Rodolphe lui-même fit entendre une exclamation qui pouvait passer pour un blâme respectueux. Alors la mère s’arracha une poignée de cheveux et s’écria en les posant sur la table :

« Petits malheureux, mais vous ne comprenez donc pas que votre père va profiter de ce qu’il a de l’argent pour aller courir les créatures ! Ma vie est brisée pour toujours ! »

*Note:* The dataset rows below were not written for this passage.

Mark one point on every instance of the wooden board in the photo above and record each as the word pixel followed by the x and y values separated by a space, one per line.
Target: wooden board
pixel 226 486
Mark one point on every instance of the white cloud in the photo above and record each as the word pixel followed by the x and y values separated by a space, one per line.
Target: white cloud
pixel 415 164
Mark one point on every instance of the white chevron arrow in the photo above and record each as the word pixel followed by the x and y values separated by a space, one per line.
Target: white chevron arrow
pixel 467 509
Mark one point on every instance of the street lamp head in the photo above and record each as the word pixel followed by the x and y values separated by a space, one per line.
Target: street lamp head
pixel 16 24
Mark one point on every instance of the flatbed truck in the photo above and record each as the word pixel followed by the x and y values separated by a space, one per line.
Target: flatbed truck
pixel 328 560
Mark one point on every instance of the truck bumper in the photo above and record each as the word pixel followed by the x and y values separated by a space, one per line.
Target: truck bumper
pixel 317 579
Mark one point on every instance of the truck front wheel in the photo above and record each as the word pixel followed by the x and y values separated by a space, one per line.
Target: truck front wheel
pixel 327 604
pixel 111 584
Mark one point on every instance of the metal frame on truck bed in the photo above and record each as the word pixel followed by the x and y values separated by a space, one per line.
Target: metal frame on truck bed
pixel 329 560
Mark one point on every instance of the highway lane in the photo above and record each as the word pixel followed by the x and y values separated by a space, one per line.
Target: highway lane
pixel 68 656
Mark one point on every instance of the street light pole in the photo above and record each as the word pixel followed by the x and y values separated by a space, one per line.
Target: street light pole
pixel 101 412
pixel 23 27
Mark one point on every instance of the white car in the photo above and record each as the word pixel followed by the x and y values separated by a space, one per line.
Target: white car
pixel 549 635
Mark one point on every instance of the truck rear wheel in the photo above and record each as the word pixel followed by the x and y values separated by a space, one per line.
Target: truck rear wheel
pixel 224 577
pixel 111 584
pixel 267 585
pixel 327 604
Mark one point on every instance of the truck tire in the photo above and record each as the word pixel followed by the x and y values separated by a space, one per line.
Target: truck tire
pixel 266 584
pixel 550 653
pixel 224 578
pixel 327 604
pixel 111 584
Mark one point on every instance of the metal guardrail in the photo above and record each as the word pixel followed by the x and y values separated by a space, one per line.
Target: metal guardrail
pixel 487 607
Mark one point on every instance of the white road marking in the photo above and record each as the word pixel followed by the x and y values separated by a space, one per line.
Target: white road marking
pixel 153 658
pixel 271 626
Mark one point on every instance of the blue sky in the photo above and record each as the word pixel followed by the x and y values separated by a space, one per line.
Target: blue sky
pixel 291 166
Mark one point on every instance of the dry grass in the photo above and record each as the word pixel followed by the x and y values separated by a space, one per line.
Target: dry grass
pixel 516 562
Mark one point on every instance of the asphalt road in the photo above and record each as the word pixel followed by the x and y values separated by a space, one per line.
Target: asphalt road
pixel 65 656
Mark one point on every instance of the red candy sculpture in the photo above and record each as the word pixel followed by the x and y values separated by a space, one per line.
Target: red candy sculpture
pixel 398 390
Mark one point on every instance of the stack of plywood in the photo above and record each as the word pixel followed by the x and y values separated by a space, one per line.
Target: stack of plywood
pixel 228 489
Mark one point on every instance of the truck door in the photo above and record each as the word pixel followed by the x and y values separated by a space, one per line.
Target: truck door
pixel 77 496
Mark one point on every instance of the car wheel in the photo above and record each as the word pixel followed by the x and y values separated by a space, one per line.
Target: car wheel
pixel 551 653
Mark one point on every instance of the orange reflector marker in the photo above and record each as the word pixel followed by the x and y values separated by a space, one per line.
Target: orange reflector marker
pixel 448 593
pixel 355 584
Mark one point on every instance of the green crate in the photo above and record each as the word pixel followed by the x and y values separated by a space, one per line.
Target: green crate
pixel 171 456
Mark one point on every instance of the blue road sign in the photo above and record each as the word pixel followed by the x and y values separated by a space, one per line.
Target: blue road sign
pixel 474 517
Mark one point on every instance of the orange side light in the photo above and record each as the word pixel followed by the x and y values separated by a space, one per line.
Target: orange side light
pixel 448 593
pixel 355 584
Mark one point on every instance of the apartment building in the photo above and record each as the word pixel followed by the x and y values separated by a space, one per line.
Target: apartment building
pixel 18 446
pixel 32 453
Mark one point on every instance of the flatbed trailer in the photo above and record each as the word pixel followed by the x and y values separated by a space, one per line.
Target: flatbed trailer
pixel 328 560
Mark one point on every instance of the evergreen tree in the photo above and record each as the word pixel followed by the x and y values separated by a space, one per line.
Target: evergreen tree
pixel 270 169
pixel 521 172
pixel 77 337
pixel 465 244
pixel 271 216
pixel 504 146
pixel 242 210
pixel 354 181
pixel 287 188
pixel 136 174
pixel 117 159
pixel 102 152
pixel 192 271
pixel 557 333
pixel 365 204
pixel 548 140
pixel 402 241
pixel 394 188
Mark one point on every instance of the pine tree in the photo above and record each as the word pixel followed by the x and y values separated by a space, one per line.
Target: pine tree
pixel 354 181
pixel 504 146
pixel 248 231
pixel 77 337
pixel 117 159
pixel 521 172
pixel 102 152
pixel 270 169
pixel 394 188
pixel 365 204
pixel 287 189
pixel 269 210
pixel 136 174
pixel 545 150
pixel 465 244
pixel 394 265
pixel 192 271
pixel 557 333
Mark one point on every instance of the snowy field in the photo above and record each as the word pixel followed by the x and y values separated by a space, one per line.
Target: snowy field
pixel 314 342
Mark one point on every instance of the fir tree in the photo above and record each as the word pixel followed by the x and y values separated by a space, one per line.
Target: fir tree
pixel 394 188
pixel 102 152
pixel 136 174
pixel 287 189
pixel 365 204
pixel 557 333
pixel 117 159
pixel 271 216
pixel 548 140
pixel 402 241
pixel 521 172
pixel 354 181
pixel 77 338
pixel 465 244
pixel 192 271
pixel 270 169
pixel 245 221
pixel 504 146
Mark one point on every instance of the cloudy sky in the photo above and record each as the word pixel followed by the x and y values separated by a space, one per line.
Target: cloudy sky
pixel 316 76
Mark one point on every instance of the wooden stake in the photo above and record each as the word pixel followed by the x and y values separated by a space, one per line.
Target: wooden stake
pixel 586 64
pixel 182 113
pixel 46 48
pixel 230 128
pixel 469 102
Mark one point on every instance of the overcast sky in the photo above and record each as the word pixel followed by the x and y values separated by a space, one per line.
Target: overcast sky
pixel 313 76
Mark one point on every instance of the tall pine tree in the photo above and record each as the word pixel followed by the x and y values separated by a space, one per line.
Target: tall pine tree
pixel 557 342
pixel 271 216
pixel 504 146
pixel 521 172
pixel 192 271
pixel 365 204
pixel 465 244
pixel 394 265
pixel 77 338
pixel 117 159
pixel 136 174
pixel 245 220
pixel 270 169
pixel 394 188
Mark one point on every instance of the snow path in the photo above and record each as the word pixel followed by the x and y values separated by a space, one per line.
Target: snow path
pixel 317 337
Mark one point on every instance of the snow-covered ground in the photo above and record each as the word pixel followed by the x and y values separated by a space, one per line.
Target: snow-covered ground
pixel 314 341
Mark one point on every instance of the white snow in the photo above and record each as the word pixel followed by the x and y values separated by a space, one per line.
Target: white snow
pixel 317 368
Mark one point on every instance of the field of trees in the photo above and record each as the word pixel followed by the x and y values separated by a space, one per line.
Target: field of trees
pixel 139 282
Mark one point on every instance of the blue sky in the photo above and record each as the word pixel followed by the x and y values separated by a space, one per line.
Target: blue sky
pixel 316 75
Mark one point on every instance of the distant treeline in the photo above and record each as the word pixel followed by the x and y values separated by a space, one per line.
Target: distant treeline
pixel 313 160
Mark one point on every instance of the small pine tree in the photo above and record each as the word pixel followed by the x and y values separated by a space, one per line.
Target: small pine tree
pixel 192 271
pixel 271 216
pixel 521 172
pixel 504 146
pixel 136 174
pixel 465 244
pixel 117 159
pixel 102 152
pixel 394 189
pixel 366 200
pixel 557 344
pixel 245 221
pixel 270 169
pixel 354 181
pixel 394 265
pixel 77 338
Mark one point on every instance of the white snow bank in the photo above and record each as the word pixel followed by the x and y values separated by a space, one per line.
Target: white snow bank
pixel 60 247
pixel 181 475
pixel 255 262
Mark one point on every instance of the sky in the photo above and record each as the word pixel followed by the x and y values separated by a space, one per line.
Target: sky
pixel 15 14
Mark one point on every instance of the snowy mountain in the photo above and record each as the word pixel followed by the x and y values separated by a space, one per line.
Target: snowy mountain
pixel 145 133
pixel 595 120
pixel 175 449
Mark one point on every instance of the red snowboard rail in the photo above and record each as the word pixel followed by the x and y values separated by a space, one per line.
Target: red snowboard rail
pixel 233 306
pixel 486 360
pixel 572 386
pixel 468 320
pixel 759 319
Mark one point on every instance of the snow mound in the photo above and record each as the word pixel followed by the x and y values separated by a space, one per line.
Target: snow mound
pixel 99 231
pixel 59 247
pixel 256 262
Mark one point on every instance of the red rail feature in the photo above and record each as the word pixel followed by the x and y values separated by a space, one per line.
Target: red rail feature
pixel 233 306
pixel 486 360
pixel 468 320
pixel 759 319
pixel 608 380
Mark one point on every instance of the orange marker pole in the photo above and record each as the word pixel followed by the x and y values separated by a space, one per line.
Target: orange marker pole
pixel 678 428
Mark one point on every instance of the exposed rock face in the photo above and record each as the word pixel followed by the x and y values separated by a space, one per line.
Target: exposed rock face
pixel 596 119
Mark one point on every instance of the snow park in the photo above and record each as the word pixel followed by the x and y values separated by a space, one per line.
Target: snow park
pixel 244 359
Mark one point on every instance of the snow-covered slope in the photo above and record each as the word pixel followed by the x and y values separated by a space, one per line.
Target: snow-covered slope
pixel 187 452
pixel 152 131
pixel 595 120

Elle eut une crise de désespoir affreux, ce qui était bien compréhensible, et les deux jeunes filles se remirent à sangloter. Les yeux secs, Rodolphe paraissait absorbé dans une sombre rêverie. Au moment d’aller se coucher, il embrassa longuement sa mère, et lui promit d’arranger les choses. Après quoi, il monta chercher son bagage au premier étage et revint au rez-de-chaussée occuper la chambre qu’on lui avait destinée.

 

 

La maison était silencieuse. Rodolphe mit son chapeau haut de forme, son loup de velours noir, sa longue cape noire et entra dans la chambre de ses parents. Sa lanterne sourde éclaira la Galette départementale que son père avait laissé tomber sur la descente de lit, et découvrit le coffre-fort dans un coin de la pièce. La combinaison était de cinq lettres. Rodolphe, réfléchissant que son père était allé se coucher de très mauvaise humeur, la découvrit du premier coup.

« Ce pauvre papa, murmura-t-il avec attendrissement. Il ne s’était pas creusé… »

Les huit cent soixante-quinze mille francs formaient un gros tas sur l’un des rayons. Rodolphe glissa le paquet dans sa poche, referma le coffre et gagna le vestibule. Il perdit encore dix minutes à chercher la clé de la porte d’entrée, car il répugnait à se servir d’un rossignol. Il finit par la découvrir. Comme il aurait dû s’y attendre, la clé était sous le paillasson. Avec précaution, il tira la porte derrière lui, franchit la grille du petit jardin et s’éloigna dans les rues de la petite ville. Il marchait depuis cinq minutes lorsqu’il songea tout à coup :

« Avec tout ça, je ne sais toujours pas comment je m’appelle. J’ai oublié de demander à mon père quel était notre patronyme. Suis-je bête… »

Le cambrioleur mondain eut un geste de mauvaise humeur, puis, hochant la tête, il partit pour de nouvelles aventures qui le conduisirent dans un excellent roman policier et dans divers grands romans d’amour et de haine.

Un jour qu’il passait en feuilleton au rez-de-chaussée de la Galette départementale sous le nom de « Justicier des Ténèbres », le gentleman-cambrioleur leva les yeux vers le haut de la page et lut avec plaisir la nouvelle que ses sœurs Mariette et Madeleine avaient épousé respectivement le fils Duponart et le brigadier Valentin. Mais comme un défaut d’impression avait escamoté plusieurs lettres du texte, il dut se résigner à poursuivre ses aventures en continuant d’ignorer son nom de famille.